Spring thunderstorms can be scary for all of us, including our pets. Here are some tips on how to keep your pup calm. Please follow safety guidelines and only apply these training tips if it is safe to do so. If you are not sure, check with the National Weather Service for storm information.
*If your dog has serious storm anxiety or a fear of thunderstorms, seek professional help from a behavioral veterinarian or professional trainer.
What You Should Do
Rushed energy with no direction from humans translates to our dogs. If your energy is rushed, your dog will become anxious and confused. This can lead to unwanted behaviors such as leash reactivity, barking and lunging.
Slowly begin working with your dog in public spaces and around distractions, your dog will have an easier time knowing how to behave. If you are calm and relaxed around your dog, your dog is more likely to adopt your demeanor.
If you stay calm, it will help your puppy stay calm. The energy you put out will be mirrored by your dog.
Go Outside (When It’s Safe)
When conditions are safe outside, bundle up and go with them to show that it is no big deal to be out in the weather. You will be thankful later when they will go outside without an escort.
In fact, if you have a puppy, we highly encourage you to walk and play in the rain with them.
In Severe Storms, Wait for a Break
If there is heavy rain, wind or lightning in the area, check the radar and wait for a break in the storm to take your pup out for a bathroom break.
Keep them on a leash in case they get startled and go with them.
Remember, if you are trying to get your dog to go outside, but you don’t want to go with them, they won’t want to go either.
Play a Game
What You Should Avoid
If your dog is afraid of thunderstorms, it’s important to monitor your own behavior and avoid doing the following:
When a storm is rolling in, try not to get nervous or panic. Dogs look to us on how to react to situations. Turn on the tv or some music and show your dog that thunder is no big deal.
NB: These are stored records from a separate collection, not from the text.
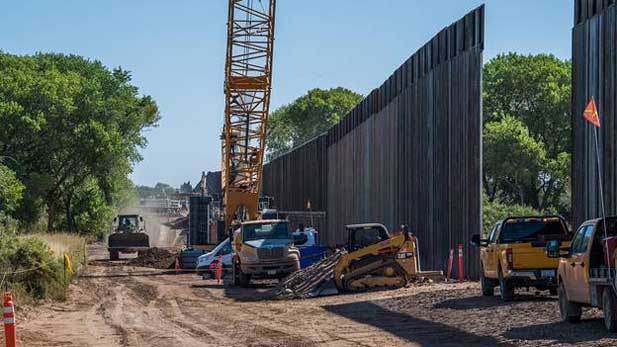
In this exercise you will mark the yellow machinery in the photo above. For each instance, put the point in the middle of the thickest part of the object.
(248, 79)
(377, 259)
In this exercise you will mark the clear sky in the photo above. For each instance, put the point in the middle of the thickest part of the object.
(176, 49)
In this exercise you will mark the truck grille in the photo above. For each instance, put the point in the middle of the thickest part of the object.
(270, 253)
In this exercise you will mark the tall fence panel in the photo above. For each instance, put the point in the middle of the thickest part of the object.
(594, 48)
(297, 177)
(411, 151)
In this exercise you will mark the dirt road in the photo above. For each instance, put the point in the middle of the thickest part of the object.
(108, 307)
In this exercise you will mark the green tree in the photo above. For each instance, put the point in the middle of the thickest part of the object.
(70, 123)
(535, 90)
(11, 190)
(495, 210)
(306, 117)
(513, 159)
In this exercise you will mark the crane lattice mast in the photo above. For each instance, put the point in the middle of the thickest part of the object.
(248, 79)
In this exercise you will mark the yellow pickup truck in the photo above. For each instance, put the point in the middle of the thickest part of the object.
(514, 255)
(586, 274)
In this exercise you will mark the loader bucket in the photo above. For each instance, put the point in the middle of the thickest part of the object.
(128, 240)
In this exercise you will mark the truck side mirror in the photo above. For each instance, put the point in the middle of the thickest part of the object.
(476, 241)
(553, 249)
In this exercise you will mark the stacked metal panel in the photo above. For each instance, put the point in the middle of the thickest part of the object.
(410, 152)
(594, 48)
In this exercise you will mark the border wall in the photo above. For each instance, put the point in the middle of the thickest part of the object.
(410, 152)
(594, 47)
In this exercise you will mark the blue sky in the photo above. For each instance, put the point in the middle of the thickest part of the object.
(175, 50)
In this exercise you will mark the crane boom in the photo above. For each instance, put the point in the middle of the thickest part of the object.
(248, 80)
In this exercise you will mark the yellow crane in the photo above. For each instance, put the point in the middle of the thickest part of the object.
(248, 80)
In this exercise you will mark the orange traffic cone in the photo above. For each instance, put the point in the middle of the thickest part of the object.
(10, 335)
(460, 262)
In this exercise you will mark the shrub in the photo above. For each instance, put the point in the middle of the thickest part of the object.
(34, 264)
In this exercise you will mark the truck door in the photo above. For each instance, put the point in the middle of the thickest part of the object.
(576, 271)
(490, 253)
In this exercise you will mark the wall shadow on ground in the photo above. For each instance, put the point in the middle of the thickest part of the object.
(415, 330)
(587, 331)
(488, 302)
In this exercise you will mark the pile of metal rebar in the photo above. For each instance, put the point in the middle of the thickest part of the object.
(310, 281)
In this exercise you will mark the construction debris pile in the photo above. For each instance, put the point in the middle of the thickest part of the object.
(312, 281)
(156, 258)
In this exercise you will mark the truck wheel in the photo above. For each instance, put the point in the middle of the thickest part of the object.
(506, 289)
(609, 310)
(569, 311)
(487, 285)
(245, 279)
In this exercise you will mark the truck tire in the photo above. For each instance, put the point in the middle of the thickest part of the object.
(245, 279)
(506, 289)
(235, 274)
(609, 310)
(487, 284)
(569, 311)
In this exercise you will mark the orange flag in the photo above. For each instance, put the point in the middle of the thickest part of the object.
(591, 113)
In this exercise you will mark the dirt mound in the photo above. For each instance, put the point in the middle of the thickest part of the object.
(155, 258)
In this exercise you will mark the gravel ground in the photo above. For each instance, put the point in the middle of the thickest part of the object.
(122, 305)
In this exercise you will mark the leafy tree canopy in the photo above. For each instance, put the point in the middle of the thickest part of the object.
(306, 117)
(11, 190)
(72, 126)
(527, 139)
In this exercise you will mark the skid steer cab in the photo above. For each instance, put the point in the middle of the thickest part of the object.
(378, 259)
(128, 235)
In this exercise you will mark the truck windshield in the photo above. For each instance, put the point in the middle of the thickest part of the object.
(127, 223)
(527, 230)
(265, 231)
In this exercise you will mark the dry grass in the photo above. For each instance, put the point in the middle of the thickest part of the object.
(71, 244)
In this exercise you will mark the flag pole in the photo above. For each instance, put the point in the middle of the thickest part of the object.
(602, 207)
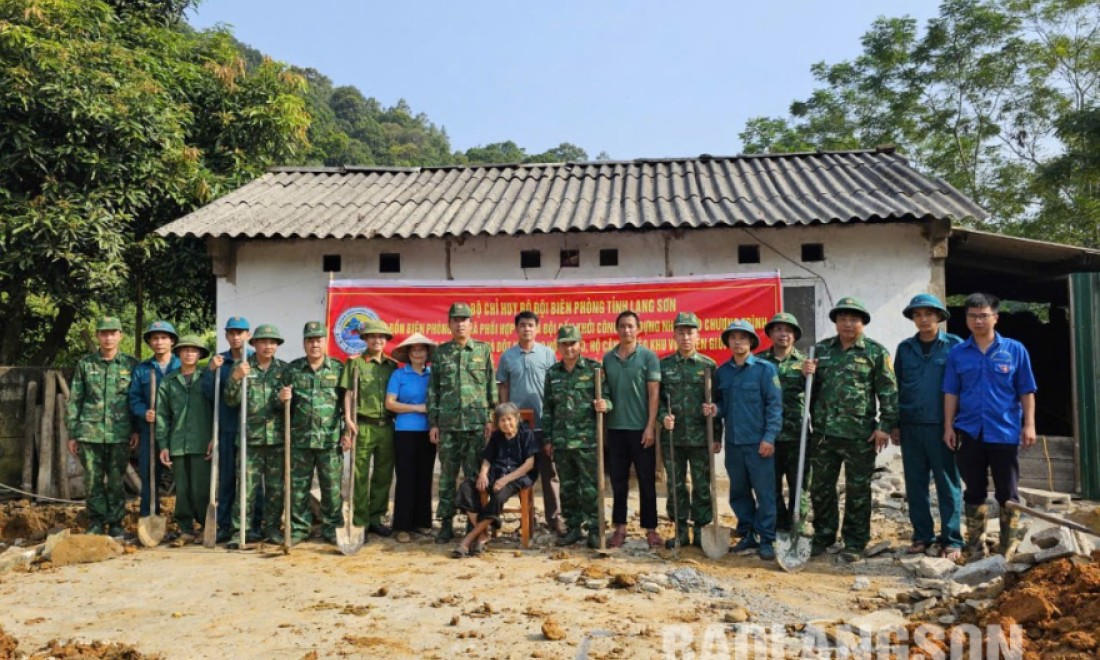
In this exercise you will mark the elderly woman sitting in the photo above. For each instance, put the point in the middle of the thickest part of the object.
(507, 460)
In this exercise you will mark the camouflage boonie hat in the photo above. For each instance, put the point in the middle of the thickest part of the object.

This one goes against all our natural instinct, but remember, when your puppy is scared and you are trying to “comfort,” they learn “I’m being good, being afraid is what my human is praising.”
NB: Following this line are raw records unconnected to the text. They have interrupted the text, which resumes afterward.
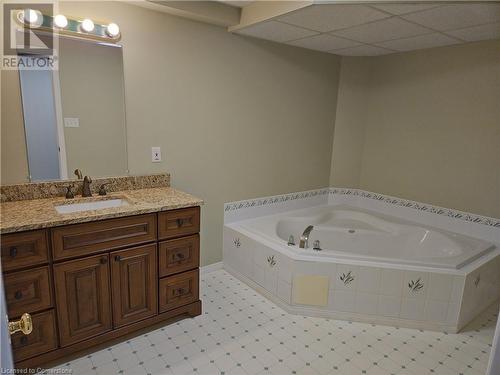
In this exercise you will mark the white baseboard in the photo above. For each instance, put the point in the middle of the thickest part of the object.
(211, 268)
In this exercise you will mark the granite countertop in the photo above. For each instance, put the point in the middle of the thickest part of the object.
(23, 215)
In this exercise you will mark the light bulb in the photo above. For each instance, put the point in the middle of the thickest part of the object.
(113, 30)
(60, 21)
(32, 17)
(87, 25)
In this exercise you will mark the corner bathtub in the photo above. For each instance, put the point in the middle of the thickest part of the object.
(372, 267)
(351, 233)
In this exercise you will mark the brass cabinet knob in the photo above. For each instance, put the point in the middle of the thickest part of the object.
(24, 325)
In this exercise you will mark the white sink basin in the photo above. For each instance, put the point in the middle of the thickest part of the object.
(90, 206)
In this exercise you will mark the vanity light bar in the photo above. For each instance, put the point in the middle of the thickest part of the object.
(62, 24)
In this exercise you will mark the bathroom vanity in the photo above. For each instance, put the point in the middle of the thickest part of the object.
(92, 276)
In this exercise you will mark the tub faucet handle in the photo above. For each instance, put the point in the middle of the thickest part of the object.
(316, 246)
(304, 239)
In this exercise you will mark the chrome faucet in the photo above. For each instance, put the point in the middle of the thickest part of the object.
(86, 192)
(304, 239)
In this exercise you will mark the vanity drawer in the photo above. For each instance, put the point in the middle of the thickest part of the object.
(90, 238)
(178, 223)
(28, 291)
(179, 290)
(24, 249)
(42, 339)
(179, 255)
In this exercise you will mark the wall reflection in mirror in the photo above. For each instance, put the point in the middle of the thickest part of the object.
(54, 122)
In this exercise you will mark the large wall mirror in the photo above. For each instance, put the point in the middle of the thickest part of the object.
(55, 121)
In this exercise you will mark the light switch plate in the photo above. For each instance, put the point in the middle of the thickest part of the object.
(71, 122)
(155, 154)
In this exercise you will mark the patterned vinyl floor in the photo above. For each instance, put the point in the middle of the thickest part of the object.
(241, 332)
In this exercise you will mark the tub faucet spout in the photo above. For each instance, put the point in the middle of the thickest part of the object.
(304, 239)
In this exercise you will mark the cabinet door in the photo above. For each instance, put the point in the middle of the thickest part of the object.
(83, 298)
(134, 284)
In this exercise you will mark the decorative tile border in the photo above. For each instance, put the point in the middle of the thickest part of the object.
(258, 202)
(51, 189)
(277, 199)
(455, 214)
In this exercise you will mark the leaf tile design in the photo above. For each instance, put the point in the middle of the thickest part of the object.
(347, 278)
(416, 286)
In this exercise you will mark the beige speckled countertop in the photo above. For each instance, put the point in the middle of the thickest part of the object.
(23, 215)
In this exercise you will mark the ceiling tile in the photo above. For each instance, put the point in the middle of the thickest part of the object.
(475, 33)
(332, 17)
(419, 42)
(363, 50)
(276, 31)
(380, 31)
(456, 16)
(324, 42)
(404, 8)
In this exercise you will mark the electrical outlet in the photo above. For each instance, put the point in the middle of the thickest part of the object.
(71, 122)
(155, 154)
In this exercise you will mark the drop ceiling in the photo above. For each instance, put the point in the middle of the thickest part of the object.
(378, 29)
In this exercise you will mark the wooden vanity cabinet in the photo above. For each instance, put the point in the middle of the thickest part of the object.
(83, 298)
(85, 284)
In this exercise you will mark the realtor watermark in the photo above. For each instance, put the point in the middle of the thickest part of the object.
(29, 42)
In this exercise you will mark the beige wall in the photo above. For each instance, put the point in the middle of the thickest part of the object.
(350, 122)
(432, 126)
(235, 117)
(14, 160)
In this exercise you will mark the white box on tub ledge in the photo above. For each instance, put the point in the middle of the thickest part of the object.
(417, 294)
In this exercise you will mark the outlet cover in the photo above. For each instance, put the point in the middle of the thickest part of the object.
(155, 154)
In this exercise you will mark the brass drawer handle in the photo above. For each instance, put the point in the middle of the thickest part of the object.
(24, 325)
(178, 291)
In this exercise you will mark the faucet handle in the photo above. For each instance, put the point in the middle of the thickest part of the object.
(102, 189)
(69, 192)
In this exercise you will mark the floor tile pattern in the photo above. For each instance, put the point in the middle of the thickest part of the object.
(241, 332)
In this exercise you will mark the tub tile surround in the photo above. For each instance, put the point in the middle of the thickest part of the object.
(424, 298)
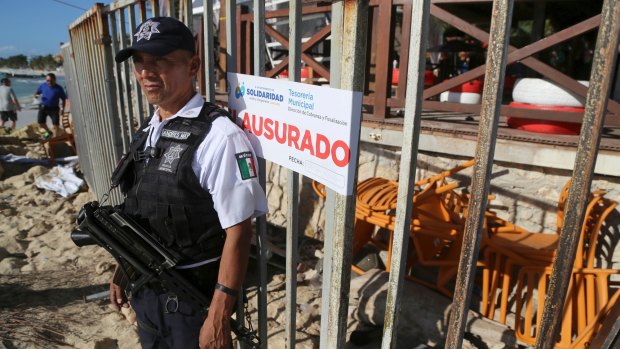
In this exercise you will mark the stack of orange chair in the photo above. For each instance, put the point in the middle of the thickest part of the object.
(514, 251)
(435, 229)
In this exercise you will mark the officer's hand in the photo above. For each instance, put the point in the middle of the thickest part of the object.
(215, 332)
(117, 296)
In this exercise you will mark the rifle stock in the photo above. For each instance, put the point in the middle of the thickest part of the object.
(130, 244)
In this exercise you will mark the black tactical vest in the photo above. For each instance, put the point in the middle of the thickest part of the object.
(163, 193)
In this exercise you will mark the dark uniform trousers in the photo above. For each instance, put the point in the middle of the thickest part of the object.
(165, 322)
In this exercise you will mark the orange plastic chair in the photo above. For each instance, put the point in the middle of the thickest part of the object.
(587, 303)
(505, 251)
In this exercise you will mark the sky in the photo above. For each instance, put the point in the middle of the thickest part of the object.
(37, 27)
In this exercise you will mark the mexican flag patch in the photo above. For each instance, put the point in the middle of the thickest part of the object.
(247, 168)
When a Puppy Hides from Thunder
All of us can be startled by thunder, but when a puppy is startled, sometimes they run and hide. Instead of leaving them under the bed or in the corner, call them out with treats or a toy and redirect them to play.
Conquering the Fear
When your dog is afraid of thunderstorms, reflecting on what we are feeling and how we are responding to our dog is a great first step.
Awareness followed with action and a little push to be out in nature more will help your dog start to conquer their fear of thunderstorms.
Prevention is always the best tool, but focusing your attention on how you react to storms, you can help your dog get over their fear of storms.